Rita bukan lah seorang loper koran murni. Ia mahasiswa S3 pada Universitas Georg August, Göttingen. Mantan delegasi Unsyiah pada lomba Fahmil Quran Tingkat Nasional di Solo (1999) ini juga meraih gelar master di universitas yang sama tiga tahun yang lalu.

“Menjadi loper hanya mengisi waktu agar lebih bermanfaat. Apa lagi aktifitas di pagi hari sangat bagus bagi kesehatan. Jadi kegiatan ini tidak semata-mata karena alasan finansial. Saat ini saya sedang sibuk menyiapkan ujian akhir doktoral. Doakan saya ya?,” katanya ketika itu. Studi S3 yang ditempuhnya atas beasiswa dari Direktorat PendidikanTinggi, Kementerian Pendidikan Nasional.

Rita menyebutkan, untuk menghadapi ujian akhir, ia meminta agar ayah dan ibunya datang ke Jerman. Kehadiran keduanya dirasakan akan memberi semangat lebih untuknya berjuang. ““Saya akan menghadirkan ayah dan ibu ke Jerman untuk melihat ujian sidang dan menghadiri wisuda,” paparnya dengan mata berbinar.
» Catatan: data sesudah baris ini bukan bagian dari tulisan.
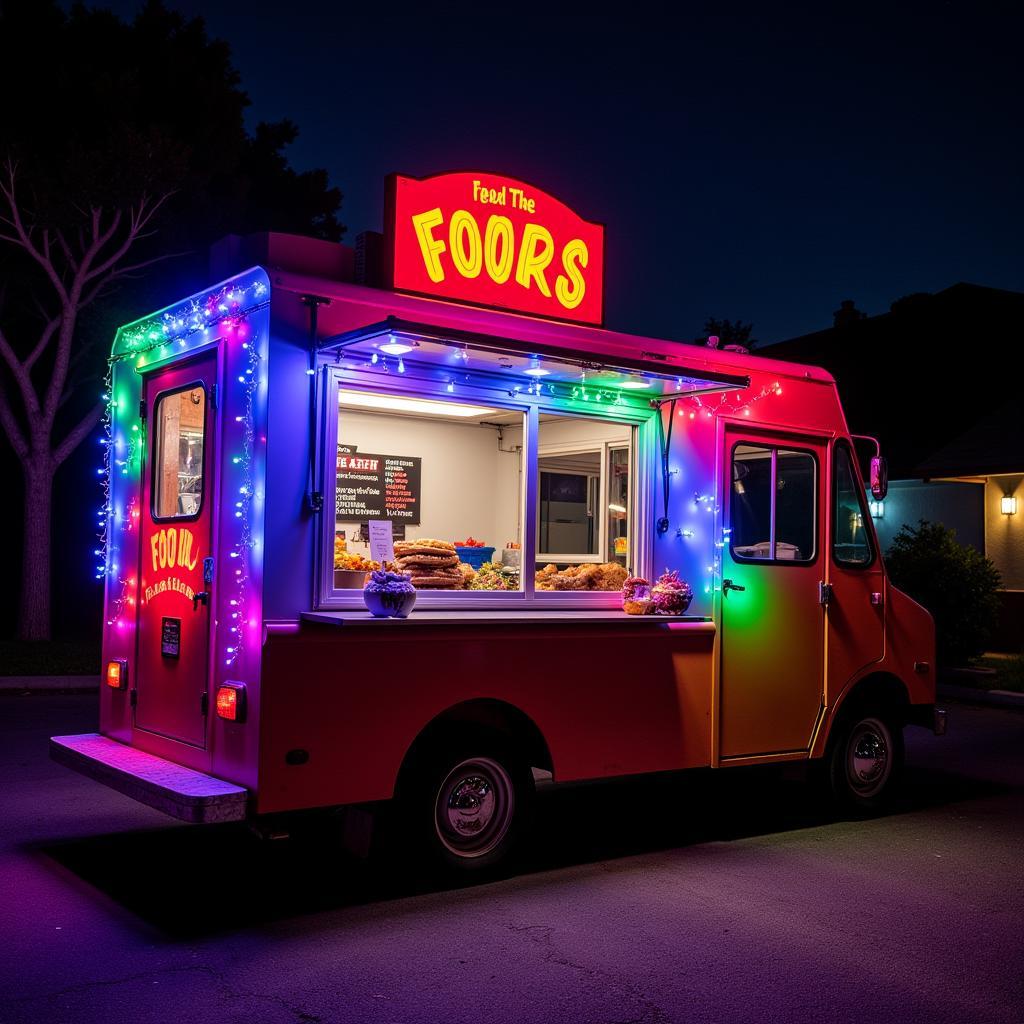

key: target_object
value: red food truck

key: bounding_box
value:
[51,172,944,868]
Tiket pesawat Banda Aceh – Frankfurt untuk ayah dan ibu juga sudah dipesan dengan uang dari hasil jual koran, meski orang tuanya mampu untuk membayanya sendiri. Ternyata untuk itulah selama ini dia mengumpulkan tabungan dari bekerja keras sebagai loper koran. Ia bahkan memberi kejutan perjalanan ke London, yang diketahuinya menjadi impian sang Ayah sejak lama.
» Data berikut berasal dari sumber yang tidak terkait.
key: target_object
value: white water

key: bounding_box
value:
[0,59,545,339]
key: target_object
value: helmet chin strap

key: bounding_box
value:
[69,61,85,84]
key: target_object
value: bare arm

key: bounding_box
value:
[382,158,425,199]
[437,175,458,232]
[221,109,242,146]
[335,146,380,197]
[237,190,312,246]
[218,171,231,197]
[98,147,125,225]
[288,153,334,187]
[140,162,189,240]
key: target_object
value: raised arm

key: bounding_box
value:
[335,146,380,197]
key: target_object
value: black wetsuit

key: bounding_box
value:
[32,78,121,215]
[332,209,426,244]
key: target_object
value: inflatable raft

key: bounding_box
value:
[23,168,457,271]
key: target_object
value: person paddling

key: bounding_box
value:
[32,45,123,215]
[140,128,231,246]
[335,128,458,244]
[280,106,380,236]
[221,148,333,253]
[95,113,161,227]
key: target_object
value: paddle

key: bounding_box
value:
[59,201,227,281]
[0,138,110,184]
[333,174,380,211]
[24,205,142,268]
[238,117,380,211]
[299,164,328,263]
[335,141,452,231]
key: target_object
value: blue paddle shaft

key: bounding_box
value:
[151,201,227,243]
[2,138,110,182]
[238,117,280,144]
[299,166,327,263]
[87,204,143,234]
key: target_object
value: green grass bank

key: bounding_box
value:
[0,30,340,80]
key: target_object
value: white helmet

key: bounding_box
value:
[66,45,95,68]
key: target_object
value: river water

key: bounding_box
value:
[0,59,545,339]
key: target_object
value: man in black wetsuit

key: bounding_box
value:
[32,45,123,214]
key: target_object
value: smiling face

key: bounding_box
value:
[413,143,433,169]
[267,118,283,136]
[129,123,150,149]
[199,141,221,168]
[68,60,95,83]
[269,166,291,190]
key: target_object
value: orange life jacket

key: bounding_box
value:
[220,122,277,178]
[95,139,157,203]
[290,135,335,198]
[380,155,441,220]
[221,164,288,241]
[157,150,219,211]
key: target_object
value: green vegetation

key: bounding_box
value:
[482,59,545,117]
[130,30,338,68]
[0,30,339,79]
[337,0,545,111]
Saat ini, ia sudah sah membubuhkan gelar Phd di belakang namanya. Rita yang berhasil lulus sebagai dosen Fakultas Pertanian Unsyiah pada usia 23 tahun, sekaligus menjadi dosen termuda Unsyiah ketika itu, sudah menjalani ujian doktoral pada 13 Juli 2011 dan diwisuda pada 29 Juli. Desertasinya berjudul; Pengontrolan serangga hama gudang Oryzaephilus surinamensis pada gandum dengan menggunakan energi gelombang mikro. Gadis muslimah yang selalu tampil bersahaja itu mengambil studi tentang Keteknikan Pertanian Pasca Panen.

***

Sejak kecil, putri dari pasangan Drs H Rusli Ibrahim dan Dra Hj Armanusah Ali ini memiliki banyak prestasi. Sebagai anak perempuan tunggal dengan 3 saudara laki-laki, ia mengaku memiki sifat tomboi. Namun Rita kecil justru tumbuh mandiri dan selalu belajar menyelesaikan masalahnya. “Ayah mengirimkan saya ke sekolah madrasah selama 12 tahun secara konsisten, saya rasa karena itu saya boleh memahami agama Islam dan berusaha mengaplikasikannya. Saya tidak tomboi secara penampakan luar,” ujarnya sambil tersenyum.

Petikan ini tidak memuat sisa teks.